Early Access Programs
What is an EAP?
Early Access Programs (EAP) provide early versions of our software for developers to test with their applications and influence its new features prior to General availability (GA).
Why should I participate in the EAP?
The EAP is your opportunity to influence the future release. You can use the EAP to:
- Ennsure your application upgrades to the latest release with minimal effort.
- Verify new features can be used immediately in your application.
What is expected of me in an EAP?
The minimum expectations are that you:
- Download the EAP packages.
- Modify your code base if necessary per the Upgrade Guides and provide feedback if there are errors.
- Verify your application compiles and provide feedback if it does not.
- Perform basic testing of your application to ensure that it still runs as expected and provide feedback if it no longer works as it previously worked.
What we would like (and makes you a candidate for a WWDC ‘Olga’ award) is:
- Perform full QA testing of your application and provide feedback where the program no longer works as it did before.
- Fully evaluate and provide feedback on any feature we have introduced.
- Monitor and provide feedback on issues reported by other EAP participants.
If the GA is September 30th, you should be able to release your new release on October 1st.
How do I register for the EAP?
Click here: Early Access Program sign-on
What if I do not participate in the EAP?
The biggest risk is that something new breaks your code. This is not our intent, but it can happen.

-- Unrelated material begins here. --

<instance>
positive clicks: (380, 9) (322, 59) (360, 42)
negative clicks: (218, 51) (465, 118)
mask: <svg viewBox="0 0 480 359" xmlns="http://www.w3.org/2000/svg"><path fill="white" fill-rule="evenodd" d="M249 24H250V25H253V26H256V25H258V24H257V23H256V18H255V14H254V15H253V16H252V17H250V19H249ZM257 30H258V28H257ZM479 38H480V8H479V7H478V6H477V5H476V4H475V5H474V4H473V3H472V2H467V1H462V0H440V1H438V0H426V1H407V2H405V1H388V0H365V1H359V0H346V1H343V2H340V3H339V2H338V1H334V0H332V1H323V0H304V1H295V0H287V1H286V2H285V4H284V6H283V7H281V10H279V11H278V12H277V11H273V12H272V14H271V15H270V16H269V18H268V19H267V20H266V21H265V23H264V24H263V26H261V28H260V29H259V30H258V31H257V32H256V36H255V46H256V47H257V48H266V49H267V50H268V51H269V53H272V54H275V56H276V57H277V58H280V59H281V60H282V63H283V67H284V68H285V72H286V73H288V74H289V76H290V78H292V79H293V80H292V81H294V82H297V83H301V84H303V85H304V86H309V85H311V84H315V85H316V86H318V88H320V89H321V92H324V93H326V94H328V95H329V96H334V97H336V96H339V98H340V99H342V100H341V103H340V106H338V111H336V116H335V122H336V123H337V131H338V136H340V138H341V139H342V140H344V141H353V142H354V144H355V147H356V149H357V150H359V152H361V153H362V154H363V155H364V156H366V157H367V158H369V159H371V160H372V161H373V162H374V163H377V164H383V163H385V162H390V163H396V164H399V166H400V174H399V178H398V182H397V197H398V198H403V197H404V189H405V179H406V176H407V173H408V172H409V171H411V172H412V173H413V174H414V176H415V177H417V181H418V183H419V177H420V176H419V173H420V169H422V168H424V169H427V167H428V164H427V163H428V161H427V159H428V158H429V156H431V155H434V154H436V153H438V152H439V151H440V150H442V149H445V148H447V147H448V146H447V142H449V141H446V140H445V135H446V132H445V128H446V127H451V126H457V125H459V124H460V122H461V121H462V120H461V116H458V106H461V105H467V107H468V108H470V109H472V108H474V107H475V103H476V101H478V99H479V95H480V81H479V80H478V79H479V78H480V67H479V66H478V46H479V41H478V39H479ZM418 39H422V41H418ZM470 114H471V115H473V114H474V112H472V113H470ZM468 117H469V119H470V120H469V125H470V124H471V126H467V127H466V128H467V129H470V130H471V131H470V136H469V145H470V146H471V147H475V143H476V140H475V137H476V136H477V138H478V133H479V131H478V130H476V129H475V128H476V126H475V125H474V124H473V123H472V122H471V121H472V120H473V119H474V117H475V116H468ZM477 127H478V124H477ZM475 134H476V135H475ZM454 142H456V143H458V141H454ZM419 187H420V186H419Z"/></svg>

During an EAP, we have options available to us to resolve conflicts:
If you only discover a conflict after the official release, you may have to wait until a maintenance release for the issue to be resolved, or we may decide that it is the future path for the product and that you have to amend your code if you wish to upgrade to this release.
In addition, when you go to use a new feature, you may find that you are restricted in its use because it is missing a feature that is important to you.
It is much more difficult for us to make changes after a release has occurred. With a maintenance release:
- We do not want to force users to edit 4gl code in order to install a maintenance release.
- We do not want to force users to compile 4gl code as part of installing a maintenance release.
- We do not want to force the concurrent installation of two or more of our products as part of a maintenance release.
The best time for us to make changes is in the EAP period prior to the GA release.
Think about this real-world example:
Consider Genero’s two base.StringTokenizer methods. Why two methods?
Feedback about ‘what happens if the delimiter is escaped’ or the ‘case of empty tokens’ was received after the base.StringTokenizer.create method was released. We could not change this method to add two extra parameters; that would break anyone’s code that used it. We had to create a second method (base.StringTokenizer.createExt) to handle those cases, when perhaps the optimal solution would have been to have a single method.
Is there a particular reason I should look at this EAP (4.00)?
This is the first release with the user interface standardized on Universal Rendering. Native Rendering is no longer provided inside the front-end clients. If you have not taken the opportunity to review Universal Rendering in any of the prior 3.xx releases, this is your last chance to provide feedback.